As a refactored and improved version of the original [LightDiffusion repository](https://github.com/Aatrick/LightDiffusion), this project enhances usability, maintainability, and functionality while introducing a host of new features to streamline your creative workflows.


## Motivation:

**LightDiffusion** was originally meant to be made in Rust, but due to the lack of support for the Rust language in the AI community, it was made in Python with the goal of being the simplest and fastest AI image generation tool.

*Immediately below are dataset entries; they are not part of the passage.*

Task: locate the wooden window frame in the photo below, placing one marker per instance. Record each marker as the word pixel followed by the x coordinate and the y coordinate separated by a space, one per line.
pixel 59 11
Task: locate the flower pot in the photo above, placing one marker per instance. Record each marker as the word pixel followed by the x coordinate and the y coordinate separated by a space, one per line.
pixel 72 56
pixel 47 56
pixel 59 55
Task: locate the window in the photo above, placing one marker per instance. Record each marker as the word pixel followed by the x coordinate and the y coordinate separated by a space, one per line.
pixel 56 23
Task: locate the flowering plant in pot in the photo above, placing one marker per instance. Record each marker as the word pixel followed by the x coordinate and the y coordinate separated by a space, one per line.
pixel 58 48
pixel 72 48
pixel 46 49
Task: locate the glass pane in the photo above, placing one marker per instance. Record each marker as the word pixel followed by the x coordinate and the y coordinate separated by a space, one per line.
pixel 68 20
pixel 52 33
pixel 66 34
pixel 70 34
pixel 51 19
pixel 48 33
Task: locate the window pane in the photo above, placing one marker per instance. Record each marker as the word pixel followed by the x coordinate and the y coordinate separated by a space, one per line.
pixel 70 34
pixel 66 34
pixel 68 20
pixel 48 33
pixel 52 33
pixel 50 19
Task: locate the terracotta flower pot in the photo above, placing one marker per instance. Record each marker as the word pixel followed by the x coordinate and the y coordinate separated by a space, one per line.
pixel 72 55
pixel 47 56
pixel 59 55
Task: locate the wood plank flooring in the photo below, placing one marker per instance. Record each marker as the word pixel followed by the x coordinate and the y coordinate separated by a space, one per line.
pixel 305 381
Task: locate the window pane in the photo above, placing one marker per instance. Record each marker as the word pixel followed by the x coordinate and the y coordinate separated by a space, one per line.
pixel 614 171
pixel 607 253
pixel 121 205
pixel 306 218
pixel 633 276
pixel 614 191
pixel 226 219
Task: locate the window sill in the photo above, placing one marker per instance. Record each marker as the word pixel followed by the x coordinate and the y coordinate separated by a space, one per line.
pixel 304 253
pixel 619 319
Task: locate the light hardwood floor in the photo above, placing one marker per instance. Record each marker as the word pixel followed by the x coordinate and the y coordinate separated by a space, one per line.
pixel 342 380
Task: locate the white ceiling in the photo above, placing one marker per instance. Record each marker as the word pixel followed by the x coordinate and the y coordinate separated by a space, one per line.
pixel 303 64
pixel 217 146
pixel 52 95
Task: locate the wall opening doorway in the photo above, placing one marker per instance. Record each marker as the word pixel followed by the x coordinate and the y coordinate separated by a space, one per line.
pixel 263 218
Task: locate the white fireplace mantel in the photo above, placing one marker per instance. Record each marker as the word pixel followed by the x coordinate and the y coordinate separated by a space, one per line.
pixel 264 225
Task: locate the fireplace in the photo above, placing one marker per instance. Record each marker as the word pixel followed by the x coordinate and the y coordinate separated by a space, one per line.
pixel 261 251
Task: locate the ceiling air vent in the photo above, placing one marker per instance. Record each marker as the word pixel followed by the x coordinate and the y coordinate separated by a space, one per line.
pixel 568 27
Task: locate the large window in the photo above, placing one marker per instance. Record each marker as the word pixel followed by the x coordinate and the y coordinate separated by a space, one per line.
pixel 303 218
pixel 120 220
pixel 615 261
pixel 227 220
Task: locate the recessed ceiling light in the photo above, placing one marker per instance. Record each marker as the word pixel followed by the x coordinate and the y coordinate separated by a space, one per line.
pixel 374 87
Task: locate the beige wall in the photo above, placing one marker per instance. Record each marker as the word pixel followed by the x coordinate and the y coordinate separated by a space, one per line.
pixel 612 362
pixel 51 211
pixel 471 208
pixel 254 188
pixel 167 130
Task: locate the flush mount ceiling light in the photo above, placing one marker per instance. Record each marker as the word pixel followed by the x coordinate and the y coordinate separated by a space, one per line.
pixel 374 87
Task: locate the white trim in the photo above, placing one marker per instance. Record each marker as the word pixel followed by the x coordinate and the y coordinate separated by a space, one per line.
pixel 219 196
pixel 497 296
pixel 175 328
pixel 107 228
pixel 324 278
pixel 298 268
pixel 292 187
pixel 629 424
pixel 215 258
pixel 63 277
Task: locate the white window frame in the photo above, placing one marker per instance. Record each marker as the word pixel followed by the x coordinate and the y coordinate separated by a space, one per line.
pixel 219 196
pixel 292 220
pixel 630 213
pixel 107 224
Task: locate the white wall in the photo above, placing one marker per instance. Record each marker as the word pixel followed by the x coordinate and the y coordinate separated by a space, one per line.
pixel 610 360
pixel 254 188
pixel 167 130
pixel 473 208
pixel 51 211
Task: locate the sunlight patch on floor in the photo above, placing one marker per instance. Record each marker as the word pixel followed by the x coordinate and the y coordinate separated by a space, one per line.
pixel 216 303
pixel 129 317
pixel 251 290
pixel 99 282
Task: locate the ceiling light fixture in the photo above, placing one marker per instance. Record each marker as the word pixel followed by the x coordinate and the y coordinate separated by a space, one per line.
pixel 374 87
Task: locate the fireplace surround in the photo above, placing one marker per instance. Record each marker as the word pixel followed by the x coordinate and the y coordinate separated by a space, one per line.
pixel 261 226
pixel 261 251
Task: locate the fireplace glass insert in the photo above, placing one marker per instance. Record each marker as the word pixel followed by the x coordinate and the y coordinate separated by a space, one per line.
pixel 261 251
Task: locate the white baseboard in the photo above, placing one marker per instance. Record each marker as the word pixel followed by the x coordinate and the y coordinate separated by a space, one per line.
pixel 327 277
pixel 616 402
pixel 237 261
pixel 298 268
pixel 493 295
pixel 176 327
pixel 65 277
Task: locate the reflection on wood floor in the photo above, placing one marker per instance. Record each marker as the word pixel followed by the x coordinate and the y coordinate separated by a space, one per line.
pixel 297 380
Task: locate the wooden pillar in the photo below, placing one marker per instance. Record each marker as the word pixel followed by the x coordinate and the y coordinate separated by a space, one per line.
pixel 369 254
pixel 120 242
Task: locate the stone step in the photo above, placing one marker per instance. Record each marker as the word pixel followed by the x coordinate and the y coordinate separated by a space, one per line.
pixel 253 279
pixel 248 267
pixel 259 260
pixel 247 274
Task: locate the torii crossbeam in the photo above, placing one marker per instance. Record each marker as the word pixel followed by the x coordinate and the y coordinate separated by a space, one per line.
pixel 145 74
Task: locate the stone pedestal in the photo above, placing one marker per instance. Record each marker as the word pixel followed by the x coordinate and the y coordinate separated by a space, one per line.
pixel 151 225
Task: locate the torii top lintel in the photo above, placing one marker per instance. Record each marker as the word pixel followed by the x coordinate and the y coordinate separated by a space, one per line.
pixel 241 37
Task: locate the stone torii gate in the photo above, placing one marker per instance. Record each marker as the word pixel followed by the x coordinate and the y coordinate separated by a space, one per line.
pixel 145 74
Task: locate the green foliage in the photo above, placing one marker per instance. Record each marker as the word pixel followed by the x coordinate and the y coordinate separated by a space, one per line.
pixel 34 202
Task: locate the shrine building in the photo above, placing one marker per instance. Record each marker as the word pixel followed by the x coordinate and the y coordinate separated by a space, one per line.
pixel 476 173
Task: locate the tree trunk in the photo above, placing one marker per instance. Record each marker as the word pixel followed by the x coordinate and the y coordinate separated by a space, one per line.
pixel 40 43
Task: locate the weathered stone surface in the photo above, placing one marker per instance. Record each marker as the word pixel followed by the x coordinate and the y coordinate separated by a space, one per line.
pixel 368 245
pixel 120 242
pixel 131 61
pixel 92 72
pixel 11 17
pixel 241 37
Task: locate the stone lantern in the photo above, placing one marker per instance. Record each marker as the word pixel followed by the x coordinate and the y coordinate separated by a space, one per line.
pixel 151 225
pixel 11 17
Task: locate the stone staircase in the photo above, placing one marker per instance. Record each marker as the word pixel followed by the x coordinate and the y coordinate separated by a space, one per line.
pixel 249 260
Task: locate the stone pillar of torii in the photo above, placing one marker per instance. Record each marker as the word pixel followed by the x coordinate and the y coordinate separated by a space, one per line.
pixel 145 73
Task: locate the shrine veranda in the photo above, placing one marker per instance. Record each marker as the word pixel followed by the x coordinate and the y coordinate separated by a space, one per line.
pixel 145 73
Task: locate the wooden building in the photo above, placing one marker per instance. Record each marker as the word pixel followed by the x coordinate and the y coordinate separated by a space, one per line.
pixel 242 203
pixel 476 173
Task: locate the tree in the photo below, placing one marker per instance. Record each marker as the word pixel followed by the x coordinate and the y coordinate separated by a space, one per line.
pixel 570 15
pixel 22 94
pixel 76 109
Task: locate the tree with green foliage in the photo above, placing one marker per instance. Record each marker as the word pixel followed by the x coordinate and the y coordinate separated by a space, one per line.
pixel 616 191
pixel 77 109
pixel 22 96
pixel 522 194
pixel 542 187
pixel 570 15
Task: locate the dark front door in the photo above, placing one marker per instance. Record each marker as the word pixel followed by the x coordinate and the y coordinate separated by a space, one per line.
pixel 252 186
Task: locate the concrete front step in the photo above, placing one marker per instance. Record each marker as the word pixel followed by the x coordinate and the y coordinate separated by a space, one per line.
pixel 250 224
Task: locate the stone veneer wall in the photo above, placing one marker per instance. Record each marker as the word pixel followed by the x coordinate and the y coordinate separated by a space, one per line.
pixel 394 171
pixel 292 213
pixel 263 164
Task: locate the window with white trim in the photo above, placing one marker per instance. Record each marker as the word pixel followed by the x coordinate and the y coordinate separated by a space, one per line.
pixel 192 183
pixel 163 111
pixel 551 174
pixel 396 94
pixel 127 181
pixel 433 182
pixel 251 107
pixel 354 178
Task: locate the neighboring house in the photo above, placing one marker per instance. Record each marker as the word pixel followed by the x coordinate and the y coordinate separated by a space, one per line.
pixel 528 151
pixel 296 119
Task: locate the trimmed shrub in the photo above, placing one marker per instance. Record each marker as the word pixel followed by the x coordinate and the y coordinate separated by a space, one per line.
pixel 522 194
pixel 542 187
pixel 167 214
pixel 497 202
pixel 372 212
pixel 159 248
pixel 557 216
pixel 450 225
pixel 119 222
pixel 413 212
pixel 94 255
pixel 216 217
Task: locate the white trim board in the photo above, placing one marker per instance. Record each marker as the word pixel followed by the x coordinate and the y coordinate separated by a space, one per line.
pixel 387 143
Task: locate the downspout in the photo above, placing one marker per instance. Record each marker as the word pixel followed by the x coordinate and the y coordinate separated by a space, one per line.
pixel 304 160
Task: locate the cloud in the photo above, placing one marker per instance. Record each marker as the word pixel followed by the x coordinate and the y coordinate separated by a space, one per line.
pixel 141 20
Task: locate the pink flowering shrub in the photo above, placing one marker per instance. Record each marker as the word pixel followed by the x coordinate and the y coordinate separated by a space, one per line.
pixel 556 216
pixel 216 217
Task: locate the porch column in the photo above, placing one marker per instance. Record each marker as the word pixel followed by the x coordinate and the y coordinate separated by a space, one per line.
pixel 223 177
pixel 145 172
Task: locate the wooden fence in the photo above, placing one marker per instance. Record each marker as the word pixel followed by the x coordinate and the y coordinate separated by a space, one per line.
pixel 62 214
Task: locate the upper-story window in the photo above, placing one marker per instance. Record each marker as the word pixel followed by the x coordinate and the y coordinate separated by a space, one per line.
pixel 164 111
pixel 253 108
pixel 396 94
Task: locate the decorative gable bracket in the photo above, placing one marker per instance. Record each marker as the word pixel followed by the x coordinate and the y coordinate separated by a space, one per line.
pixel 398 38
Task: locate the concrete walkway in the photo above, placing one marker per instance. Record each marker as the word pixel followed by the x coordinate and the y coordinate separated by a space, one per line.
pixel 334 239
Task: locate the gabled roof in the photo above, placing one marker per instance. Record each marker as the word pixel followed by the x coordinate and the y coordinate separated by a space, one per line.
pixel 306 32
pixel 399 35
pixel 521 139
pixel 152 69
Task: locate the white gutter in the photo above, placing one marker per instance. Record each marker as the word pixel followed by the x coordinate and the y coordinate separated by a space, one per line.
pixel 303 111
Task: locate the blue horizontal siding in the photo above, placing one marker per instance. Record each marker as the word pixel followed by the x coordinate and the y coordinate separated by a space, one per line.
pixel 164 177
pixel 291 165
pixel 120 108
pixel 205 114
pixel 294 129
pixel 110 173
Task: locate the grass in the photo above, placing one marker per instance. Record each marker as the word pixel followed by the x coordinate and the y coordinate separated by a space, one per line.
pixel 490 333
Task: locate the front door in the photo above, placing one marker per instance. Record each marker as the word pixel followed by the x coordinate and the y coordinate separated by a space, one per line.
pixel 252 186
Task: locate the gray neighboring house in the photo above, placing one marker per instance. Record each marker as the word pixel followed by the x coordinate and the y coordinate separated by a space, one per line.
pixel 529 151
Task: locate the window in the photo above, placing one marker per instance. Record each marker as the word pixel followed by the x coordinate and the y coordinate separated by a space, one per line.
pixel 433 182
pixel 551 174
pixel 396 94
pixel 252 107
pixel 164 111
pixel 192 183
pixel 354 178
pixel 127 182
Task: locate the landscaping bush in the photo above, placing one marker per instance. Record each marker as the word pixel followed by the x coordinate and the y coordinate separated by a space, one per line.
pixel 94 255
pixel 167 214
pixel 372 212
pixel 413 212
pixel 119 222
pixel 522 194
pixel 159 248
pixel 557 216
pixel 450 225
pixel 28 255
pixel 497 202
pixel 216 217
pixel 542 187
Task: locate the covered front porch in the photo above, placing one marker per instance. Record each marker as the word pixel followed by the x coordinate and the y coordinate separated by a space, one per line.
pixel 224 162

That's when the first version of LightDiffusion was born which only counted [3000 lines of code](https://github.com/LightDiffusion/LightDiffusion-original), only using Pytorch. With time, the [project](https://github.com/Aatrick/LightDiffusion) grew and became more complex, and the need for a refactor was evident. This is where **LightDiffusion-Next** comes in, with a more modular and maintainable codebase, and a plethora of new features and optimizations.

📚 Learn more in the [official documentation](https://aatricks.github.io/LightDiffusion-Next/)

For a source-based breakdown of the optimization stack, see the [Implemented Optimizations Report](https://aatricks.github.io/LightDiffusion-Next/implemented-optimizations-report/).

---

## 🌟 Highlights

![image](https://github.com/user-attachments/assets/b994fe0d-3a2e-44ff-93a4-46919cf865e3)

**LightDiffusion-Next** offers a powerful suite of tools to cater to creators at every level. At its core, it supports **Text-to-Image** (Txt2Img) and **Image-to-Image** (Img2Img) generation, offering a variety of upscale methods and samplers, to make it easier to create stunning images with minimal effort.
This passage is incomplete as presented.